Définition
Modèle de calcul destiné aux zones de discontinuité du béton armé (zones où le champ d'efforts est perturbé, comme les poutres profondes, corbeaux ou extrémités évidées) qui idéalisent le transfert interne comme une ferme composée de barres de compression (struts), d'armatures de traction (ties) et de nœuds, pour déterminer la disposition des armatures et la capacité nécessaire du béton en respectant l'équilibre et la compatibilité.
Principe
Principe
En représentant des champs d'effort tridimensionnels complexes par une ferme équivalente, le modèle impose l'équilibre statique et la compatibilité cinématique à une échelle idéalisée : les efforts de compression circulent dans des biellettes de béton (contrôlées pour flambement et écrasement), les efforts de traction dans des barres d'acier, et les nœuds doivent transmettre les forces combinées par confinement et ancrage adéquats.
Démonstration
Démonstration
Exemple de démonstration — Situation : Poutre profonde supportant une réaction concentrée et une charge ponctuelle excentrée. Reconnaissance : La théorie des poutres classique est peu fiable (petit rapport portée/hauteur) ; on applique le modèle strut‑and‑tie. Action : On schématise une ferme idéale montrant des biellettes de compression du point de charge vers l'appui, des tirants d'acier pour les trajectoires de traction, et des nœuds confinés ; on dimensionne armatures et vérifie angles et largeurs de biellettes pour contraintes d'appui et d'écrasement.
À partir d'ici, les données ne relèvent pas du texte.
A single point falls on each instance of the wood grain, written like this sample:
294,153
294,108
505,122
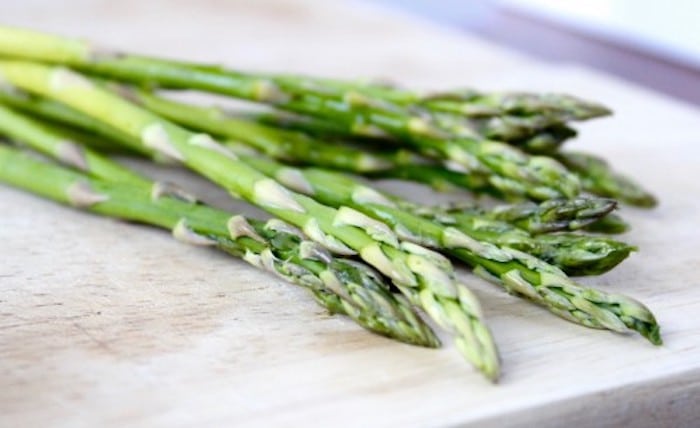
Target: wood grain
104,323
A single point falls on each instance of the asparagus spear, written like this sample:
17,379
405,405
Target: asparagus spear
294,147
342,286
63,148
599,178
575,254
505,167
424,276
549,216
518,272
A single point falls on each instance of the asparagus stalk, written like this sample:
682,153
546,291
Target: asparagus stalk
518,272
63,148
599,178
298,148
294,147
425,277
467,102
574,254
341,286
508,169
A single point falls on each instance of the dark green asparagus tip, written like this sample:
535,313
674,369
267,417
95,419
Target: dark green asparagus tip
581,255
654,335
610,224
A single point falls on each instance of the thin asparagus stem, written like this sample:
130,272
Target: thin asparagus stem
425,277
518,272
549,216
507,168
341,286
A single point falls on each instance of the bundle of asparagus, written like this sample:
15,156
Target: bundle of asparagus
362,252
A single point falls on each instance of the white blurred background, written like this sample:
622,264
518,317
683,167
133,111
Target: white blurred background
650,42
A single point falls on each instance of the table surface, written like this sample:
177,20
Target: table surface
104,323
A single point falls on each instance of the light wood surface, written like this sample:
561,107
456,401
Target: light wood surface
109,324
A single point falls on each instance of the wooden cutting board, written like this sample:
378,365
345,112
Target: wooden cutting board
109,324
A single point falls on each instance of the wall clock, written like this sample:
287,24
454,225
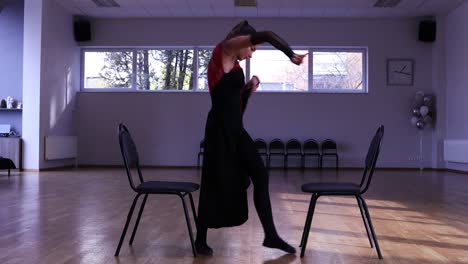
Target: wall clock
400,72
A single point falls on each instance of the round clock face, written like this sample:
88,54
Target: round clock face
400,72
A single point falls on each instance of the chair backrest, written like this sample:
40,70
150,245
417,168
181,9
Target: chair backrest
328,146
371,159
129,154
276,146
261,146
293,146
311,146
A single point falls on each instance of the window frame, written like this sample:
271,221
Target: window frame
365,76
311,49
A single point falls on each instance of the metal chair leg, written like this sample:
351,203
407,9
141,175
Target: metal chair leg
313,202
198,161
365,222
366,210
192,204
309,212
129,217
189,226
142,206
285,162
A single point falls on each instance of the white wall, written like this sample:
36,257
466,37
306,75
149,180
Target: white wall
11,52
50,69
33,17
59,77
168,126
457,78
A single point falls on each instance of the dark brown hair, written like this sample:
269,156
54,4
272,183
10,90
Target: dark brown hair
242,28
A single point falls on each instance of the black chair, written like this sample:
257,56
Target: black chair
293,148
7,164
262,148
310,148
328,149
276,148
200,152
350,189
181,189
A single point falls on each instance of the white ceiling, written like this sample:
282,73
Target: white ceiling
265,8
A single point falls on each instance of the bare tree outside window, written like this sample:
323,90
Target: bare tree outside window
338,70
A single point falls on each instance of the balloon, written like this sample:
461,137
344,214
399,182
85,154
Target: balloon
424,110
427,119
420,124
427,101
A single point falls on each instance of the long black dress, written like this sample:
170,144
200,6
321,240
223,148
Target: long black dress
223,194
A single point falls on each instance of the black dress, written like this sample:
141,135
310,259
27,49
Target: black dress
224,183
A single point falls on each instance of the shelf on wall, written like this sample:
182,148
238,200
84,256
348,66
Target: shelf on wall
11,109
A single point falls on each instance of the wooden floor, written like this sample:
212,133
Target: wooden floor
76,216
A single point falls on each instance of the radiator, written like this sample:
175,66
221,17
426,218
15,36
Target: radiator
456,150
60,147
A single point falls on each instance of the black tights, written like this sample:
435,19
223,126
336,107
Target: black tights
257,172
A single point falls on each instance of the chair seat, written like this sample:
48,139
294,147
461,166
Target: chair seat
6,164
331,187
167,186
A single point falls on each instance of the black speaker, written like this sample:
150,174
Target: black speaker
82,30
427,30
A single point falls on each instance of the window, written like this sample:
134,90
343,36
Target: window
342,70
338,71
108,69
169,69
277,73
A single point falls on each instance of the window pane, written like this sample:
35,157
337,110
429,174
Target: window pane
107,69
338,70
277,72
204,56
165,69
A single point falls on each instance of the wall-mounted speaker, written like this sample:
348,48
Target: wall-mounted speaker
427,30
82,30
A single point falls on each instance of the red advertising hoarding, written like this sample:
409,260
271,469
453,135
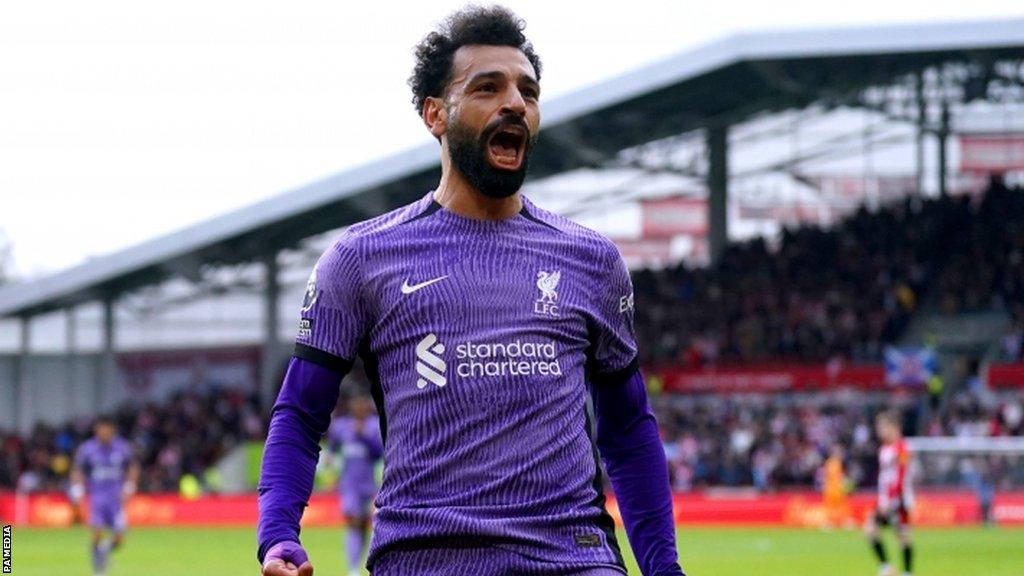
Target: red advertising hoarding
797,509
667,217
771,378
991,153
1006,375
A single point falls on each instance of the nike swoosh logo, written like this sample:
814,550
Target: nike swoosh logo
408,288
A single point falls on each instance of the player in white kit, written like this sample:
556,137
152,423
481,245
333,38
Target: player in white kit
895,492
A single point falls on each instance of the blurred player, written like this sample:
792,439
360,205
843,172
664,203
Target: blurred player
357,438
895,494
835,489
485,323
104,468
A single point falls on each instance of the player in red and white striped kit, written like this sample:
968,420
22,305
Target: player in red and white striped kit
895,492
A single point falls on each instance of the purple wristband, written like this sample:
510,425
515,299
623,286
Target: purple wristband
288,551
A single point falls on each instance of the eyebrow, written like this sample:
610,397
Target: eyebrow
496,75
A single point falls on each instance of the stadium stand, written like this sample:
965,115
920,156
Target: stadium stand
806,300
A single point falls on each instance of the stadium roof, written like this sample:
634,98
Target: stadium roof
720,83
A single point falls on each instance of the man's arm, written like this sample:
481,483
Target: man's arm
298,419
631,449
76,491
334,322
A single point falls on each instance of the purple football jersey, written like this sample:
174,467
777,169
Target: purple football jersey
104,467
359,452
479,338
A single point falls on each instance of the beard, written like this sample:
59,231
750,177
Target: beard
469,156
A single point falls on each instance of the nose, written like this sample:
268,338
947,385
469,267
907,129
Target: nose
514,103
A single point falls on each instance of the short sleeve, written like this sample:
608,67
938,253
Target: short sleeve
333,318
612,351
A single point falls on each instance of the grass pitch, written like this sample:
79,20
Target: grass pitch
711,551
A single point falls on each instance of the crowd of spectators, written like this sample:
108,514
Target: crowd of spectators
843,292
184,434
777,443
820,294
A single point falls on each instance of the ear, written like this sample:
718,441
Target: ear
435,116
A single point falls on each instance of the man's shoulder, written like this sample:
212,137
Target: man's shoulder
388,220
87,447
589,240
352,238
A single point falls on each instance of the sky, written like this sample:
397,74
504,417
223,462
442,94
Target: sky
124,120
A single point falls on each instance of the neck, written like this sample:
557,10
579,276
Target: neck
456,194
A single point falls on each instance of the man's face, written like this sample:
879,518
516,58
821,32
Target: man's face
885,429
104,432
493,117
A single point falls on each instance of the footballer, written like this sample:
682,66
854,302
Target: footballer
105,469
485,323
895,493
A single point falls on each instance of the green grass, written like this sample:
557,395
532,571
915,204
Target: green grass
712,551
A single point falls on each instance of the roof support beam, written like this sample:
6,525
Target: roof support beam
22,398
718,190
107,373
271,347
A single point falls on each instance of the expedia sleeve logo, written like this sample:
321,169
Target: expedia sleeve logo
626,303
305,328
310,296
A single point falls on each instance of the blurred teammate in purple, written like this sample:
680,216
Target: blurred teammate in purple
485,324
356,439
105,469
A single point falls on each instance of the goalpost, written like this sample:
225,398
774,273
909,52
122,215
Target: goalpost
985,465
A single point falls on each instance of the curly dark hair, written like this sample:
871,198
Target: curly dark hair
492,26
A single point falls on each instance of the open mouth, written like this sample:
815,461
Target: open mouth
506,148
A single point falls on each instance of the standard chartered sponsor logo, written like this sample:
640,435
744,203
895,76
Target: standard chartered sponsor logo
517,358
429,363
508,359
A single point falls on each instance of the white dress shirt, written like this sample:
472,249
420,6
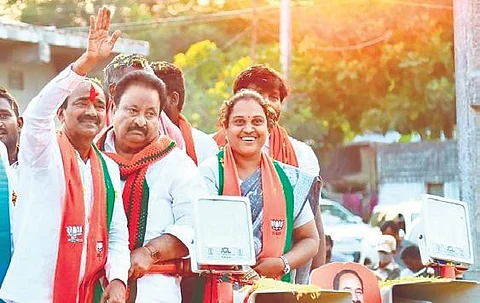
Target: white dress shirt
174,185
307,160
41,194
205,146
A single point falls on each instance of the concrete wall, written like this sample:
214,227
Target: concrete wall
393,193
35,78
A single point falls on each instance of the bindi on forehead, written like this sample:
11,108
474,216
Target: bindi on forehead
93,94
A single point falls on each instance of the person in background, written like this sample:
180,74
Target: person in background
391,228
387,268
349,280
199,146
330,256
415,268
10,124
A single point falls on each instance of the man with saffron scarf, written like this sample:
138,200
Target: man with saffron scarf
73,229
119,67
160,183
199,146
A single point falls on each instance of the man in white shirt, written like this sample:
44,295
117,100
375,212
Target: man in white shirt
6,208
73,229
120,66
199,146
10,126
160,184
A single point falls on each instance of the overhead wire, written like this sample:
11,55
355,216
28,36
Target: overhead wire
225,46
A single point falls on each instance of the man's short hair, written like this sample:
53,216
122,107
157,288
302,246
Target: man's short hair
338,276
144,79
114,71
264,77
389,224
411,252
4,94
92,81
173,78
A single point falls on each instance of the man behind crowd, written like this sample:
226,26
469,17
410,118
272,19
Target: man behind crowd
160,183
199,146
73,227
349,280
387,268
10,124
412,259
391,228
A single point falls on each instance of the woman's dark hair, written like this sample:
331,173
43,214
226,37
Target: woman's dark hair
246,94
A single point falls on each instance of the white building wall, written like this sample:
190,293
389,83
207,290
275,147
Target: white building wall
393,193
35,76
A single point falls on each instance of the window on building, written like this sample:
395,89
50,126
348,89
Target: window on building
435,189
15,79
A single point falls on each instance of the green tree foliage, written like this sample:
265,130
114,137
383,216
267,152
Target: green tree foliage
363,65
377,66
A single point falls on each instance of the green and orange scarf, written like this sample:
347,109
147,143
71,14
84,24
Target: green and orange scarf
136,191
277,205
72,232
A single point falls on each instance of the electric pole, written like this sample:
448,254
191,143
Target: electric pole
285,36
254,31
467,83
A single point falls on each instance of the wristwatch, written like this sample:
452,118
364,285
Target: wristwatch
154,253
286,268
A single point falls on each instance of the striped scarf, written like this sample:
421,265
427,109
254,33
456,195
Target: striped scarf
136,192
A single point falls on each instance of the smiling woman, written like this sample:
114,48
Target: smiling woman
285,236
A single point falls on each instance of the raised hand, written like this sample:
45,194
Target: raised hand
100,45
114,293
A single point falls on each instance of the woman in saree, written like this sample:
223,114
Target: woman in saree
285,236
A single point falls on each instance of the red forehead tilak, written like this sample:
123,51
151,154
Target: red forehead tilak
93,93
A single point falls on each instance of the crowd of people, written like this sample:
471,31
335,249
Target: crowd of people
397,257
89,210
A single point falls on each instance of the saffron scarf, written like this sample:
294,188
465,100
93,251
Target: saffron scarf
186,129
281,149
72,228
5,234
136,191
277,208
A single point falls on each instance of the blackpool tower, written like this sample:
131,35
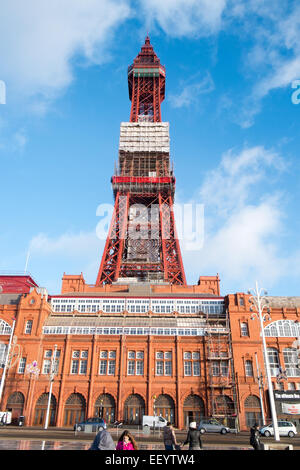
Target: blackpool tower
142,243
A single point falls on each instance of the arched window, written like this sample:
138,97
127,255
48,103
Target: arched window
244,329
193,409
15,403
283,328
134,409
164,406
273,357
105,407
41,410
252,411
74,409
291,362
248,368
5,328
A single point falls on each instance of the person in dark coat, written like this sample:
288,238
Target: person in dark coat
254,437
193,437
169,437
103,440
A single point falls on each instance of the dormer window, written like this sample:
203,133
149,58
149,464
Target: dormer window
28,327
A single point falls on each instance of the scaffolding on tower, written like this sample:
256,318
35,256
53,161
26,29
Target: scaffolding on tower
220,371
142,243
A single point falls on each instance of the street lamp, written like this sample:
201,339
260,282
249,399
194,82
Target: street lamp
53,372
260,380
8,358
259,304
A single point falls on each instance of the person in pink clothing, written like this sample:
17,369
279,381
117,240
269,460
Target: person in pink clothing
126,442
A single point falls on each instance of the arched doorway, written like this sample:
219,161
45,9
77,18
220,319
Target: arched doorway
41,410
193,409
164,406
74,409
252,411
15,404
134,409
105,407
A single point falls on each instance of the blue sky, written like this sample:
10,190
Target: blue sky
233,126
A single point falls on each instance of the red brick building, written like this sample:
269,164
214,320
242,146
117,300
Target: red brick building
142,341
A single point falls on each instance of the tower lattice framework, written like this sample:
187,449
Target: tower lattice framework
142,242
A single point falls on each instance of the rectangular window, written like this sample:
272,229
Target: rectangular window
159,368
215,368
249,369
111,367
28,327
168,368
224,368
103,367
46,366
74,366
130,367
139,367
196,368
22,365
83,367
244,329
187,367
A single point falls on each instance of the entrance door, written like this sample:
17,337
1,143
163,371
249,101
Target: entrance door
134,409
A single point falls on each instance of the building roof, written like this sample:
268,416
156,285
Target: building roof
283,302
10,299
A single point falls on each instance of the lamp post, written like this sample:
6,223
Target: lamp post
53,372
258,306
261,387
7,359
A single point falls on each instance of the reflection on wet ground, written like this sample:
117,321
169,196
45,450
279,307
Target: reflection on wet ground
9,444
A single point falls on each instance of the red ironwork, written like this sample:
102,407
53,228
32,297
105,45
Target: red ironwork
146,85
142,242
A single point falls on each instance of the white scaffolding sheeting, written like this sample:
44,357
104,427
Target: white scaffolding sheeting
144,137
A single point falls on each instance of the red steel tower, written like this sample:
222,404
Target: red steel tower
142,242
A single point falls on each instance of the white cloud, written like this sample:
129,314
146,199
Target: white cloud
191,92
39,39
67,244
243,222
180,18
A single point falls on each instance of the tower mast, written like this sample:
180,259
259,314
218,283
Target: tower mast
142,243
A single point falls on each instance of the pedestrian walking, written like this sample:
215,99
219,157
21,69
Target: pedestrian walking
103,440
126,442
254,437
169,437
193,438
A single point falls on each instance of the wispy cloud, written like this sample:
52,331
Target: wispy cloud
189,18
191,92
244,220
38,59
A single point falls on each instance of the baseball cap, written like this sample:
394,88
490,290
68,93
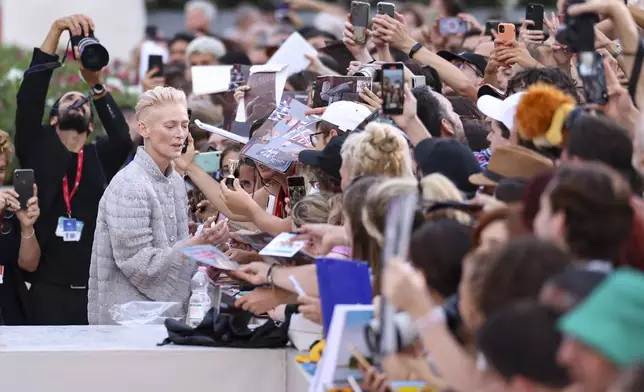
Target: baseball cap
488,89
479,62
346,115
610,320
511,161
500,110
328,160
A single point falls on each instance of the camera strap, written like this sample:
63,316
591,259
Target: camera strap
48,66
637,69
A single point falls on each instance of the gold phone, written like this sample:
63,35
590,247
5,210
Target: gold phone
360,358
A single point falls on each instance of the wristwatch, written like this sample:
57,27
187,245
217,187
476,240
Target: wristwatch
98,89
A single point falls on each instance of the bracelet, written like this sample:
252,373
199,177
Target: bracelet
432,319
269,274
33,233
414,49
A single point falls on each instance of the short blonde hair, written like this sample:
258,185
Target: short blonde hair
379,150
6,146
158,96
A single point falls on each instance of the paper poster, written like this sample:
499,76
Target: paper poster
213,79
329,89
292,52
280,139
264,82
210,255
283,246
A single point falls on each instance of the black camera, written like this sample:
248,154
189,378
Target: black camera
92,54
578,32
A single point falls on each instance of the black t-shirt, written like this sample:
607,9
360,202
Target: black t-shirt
12,290
67,263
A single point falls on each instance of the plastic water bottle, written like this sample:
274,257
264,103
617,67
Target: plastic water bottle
199,303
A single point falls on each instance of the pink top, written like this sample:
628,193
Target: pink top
342,250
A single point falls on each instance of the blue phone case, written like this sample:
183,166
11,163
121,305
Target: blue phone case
209,161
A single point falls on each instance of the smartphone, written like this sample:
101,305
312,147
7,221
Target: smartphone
155,61
360,19
209,161
360,358
432,15
507,32
296,189
386,9
452,26
418,80
281,13
591,71
151,32
534,12
392,82
23,184
491,25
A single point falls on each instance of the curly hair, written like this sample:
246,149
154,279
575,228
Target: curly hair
554,76
595,200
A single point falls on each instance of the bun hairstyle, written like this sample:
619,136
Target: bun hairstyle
541,114
6,146
379,150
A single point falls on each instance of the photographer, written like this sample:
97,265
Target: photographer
71,175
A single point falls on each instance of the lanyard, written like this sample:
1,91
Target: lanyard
67,195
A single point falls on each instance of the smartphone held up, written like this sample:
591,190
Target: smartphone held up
393,92
360,19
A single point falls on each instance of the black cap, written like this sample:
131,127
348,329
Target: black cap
488,89
449,157
478,61
328,160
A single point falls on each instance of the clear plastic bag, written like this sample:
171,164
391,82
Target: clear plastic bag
146,312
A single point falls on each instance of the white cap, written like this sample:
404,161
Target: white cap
500,110
346,115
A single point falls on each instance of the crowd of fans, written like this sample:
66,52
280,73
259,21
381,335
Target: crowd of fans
524,270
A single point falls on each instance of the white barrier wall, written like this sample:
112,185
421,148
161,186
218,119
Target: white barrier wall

Conséquence : La disposition des armatures satisfait l'équilibre et fournit une solution de détail exécutable ; les vérifications de nœud et biellettes évitent des ruptures fragiles par cisaillement mal prédites par les formules courantes.
Mauvaise application
Mauvaise application
Tracer des biellettes et tirants arbitraires sans vérifier leur compatibilité avec les champs de déformation attendus ou sans contrôler la capacité des nœuds. Erreur : Considérer le modèle comme purement graphique en omettant que la ferme choisie doit représenter des voies d'effort plausibles et que négliger le confinement des nœuds ou les contraintes d'appui mène à des conceptions non conservatrices.
Conséquence
Conséquence
Une application correcte produit un guidage rationnel des armatures dans les zones de discontinuité, reliant les efforts globaux au détail constructif et réduisant le risque de rupture fragile. Une mauvaise application peut entraîner des nœuds sous‑dimensionnés, confinement insuffisant, ancrages inadéquats et ruptures par écrasement ou cisaillement inattendues.
Inversion
Inversion
Le STM est un outil conceptuel et de dimensionnement, non un modèle direct du comportement fissuré ou post‑fissuration ; pour des éléments très élancés ou des poutres régulières où les hypothèses de Bernoulli restent valides, le dimensionnement classique flexion/cisaillement peut suffire. Des effets 3D complexes près d'ouvertures ou pour des sollicitations très irrégulières peuvent nécessiter une analyse par éléments finis pour tracer des chemins d'efforts réalistes.
Limite
Limite
Clairement dans : Poutres profondes, corbeaux, zones de concentration d'efforts, extrémités d'ancrage et zones où l'hypothèse de sections planes échoue. Cas limite : Consoles courtes à cisaillement modéré — le STM peut s'appliquer mais impose des vérifications de nœud conservatrices. Clairement hors : Poutres longues et élancées où les vérifications classiques de flexion et cisaillement sur la théorie des poutres sont appropriées.
Tension sémantique
Tension sémantique
Simplicité et constructibilité de la représentation en ferme ↔ fidélité au champ d'effort 3D réel : le STM rend explicites les voies de transmission d'efforts pour le dimensionnement d'armatures, mais il se heurte à l'exigence d'une représentation précise des trajectoires d'effort et du comportement des nœuds dans des géométries complexes.
Synthèse
Synthèse
Le modèle strut‑and‑tie transforme un problème continuum difficile en une ferme discrète gérable : il contraint le concepteur à concilier équilibre, compatibilité et capacités matérielles dans les zones de discontinuité, fournissant des détails d'armatures cohérents à condition de vérifier soigneusement la capacité des biellettes et des nœuds.